0:20:24.1 PA: You know?

0:20:24.6 SM: Yeah, right. Oh, yeah. So as I zoom out and think about, "Okay, what's Paul really focused on now?" It's allowing, empowering, educating individuals who have their own networks, who have their own connections with different people to really understand and cultivate practices for, best practices for use to really help people transform in their coaching practice.

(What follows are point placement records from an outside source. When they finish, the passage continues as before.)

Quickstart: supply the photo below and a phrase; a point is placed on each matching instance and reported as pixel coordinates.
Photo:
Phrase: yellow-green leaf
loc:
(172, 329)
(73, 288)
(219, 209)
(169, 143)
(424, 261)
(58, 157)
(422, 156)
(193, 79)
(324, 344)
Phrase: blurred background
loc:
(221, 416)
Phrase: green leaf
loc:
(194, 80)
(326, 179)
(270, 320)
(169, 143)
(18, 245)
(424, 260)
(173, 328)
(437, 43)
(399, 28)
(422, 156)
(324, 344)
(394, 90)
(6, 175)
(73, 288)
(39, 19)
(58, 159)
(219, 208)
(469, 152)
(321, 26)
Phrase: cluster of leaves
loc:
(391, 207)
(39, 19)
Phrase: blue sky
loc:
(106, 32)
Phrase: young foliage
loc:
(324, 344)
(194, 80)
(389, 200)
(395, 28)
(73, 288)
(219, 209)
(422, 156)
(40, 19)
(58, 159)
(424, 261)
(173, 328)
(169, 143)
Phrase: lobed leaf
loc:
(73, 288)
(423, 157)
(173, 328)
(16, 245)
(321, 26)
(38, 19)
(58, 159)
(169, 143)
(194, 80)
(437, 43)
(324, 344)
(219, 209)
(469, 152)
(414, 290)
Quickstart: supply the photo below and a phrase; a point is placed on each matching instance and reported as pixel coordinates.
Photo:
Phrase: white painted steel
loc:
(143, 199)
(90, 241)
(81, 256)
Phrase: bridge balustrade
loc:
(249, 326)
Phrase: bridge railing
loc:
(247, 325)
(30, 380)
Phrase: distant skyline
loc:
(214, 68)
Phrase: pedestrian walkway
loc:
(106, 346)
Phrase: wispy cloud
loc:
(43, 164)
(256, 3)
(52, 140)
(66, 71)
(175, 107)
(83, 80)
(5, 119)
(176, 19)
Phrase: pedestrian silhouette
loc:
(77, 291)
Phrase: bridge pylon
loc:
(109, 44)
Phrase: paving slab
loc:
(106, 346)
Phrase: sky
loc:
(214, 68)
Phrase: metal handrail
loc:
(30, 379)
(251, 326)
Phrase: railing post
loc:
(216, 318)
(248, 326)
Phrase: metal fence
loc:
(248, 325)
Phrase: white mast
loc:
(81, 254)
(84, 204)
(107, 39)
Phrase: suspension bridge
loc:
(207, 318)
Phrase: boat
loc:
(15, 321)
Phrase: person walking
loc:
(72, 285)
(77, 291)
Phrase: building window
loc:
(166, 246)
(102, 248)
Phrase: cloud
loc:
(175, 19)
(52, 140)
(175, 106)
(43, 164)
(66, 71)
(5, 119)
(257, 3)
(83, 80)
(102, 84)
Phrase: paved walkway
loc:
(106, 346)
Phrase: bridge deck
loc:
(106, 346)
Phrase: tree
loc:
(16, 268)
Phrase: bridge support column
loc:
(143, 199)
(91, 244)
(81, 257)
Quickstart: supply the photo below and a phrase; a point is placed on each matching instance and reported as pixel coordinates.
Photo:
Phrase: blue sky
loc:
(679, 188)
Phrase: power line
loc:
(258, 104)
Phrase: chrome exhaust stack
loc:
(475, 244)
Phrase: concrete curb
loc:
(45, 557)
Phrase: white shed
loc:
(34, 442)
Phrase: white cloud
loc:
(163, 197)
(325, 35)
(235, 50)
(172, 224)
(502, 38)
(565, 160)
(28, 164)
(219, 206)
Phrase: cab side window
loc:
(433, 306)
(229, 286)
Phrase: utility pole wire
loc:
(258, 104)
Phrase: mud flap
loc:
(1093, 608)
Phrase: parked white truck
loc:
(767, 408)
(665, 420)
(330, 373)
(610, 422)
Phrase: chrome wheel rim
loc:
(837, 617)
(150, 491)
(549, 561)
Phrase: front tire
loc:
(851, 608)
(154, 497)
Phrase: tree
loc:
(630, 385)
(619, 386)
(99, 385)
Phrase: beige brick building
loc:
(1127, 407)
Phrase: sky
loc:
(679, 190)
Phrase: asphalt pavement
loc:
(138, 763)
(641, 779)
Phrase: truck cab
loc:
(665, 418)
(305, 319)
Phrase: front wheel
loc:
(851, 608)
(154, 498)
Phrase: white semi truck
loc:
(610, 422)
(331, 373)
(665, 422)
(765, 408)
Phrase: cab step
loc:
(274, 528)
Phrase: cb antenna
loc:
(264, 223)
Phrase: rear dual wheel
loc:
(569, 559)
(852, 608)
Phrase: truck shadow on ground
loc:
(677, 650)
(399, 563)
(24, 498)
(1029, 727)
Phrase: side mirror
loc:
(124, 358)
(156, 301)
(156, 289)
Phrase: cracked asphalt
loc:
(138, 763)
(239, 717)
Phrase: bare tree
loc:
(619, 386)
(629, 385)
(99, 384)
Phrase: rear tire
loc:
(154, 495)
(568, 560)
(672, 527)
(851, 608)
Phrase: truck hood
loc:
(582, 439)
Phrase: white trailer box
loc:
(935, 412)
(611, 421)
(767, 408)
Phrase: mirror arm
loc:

0:20:58.7 PA: And a lot of it, a lot of the way that I love to teach is experiential. In other words, the coaching is you going through this.

0:21:02.9 SM: Gotcha, yeah. [chuckle] Yes, yeah.

0:21:09.8 PA: Yeah, we'll teach theory, there's classes, there's Q&A, there's... It's definitely, yeah, it's integrative, so there's intellectual component, certainly, but this is also very experiential. This is asking you to commit to the changes and shifts yourself and teaching through that lens, as well as these are all, this is... These are the menu of options, if you will, if you're going to work with these tools. And the way that I look at psychedelics as a skill is there's three core components to consider, which is macrodoses, microdoses, and then supporting modalities. Meditation, breath work, yoga, neurofeedback, float tanks, anything that helps you with cultivating presence, awareness, letting go of stress, etcetera, etcetera. So learning how to work with a client as it relates to those three things, there's actually... There's a relationship there. There's a harmony there. There is a way of harmonizing those components to be optimal for the client that someone might be working with because you don't want to, for example, start with the wrong type of medicine. You don't want to give too much of that medicine the first time. And you also don't want to do it too often, right? A macrodose is good once, one...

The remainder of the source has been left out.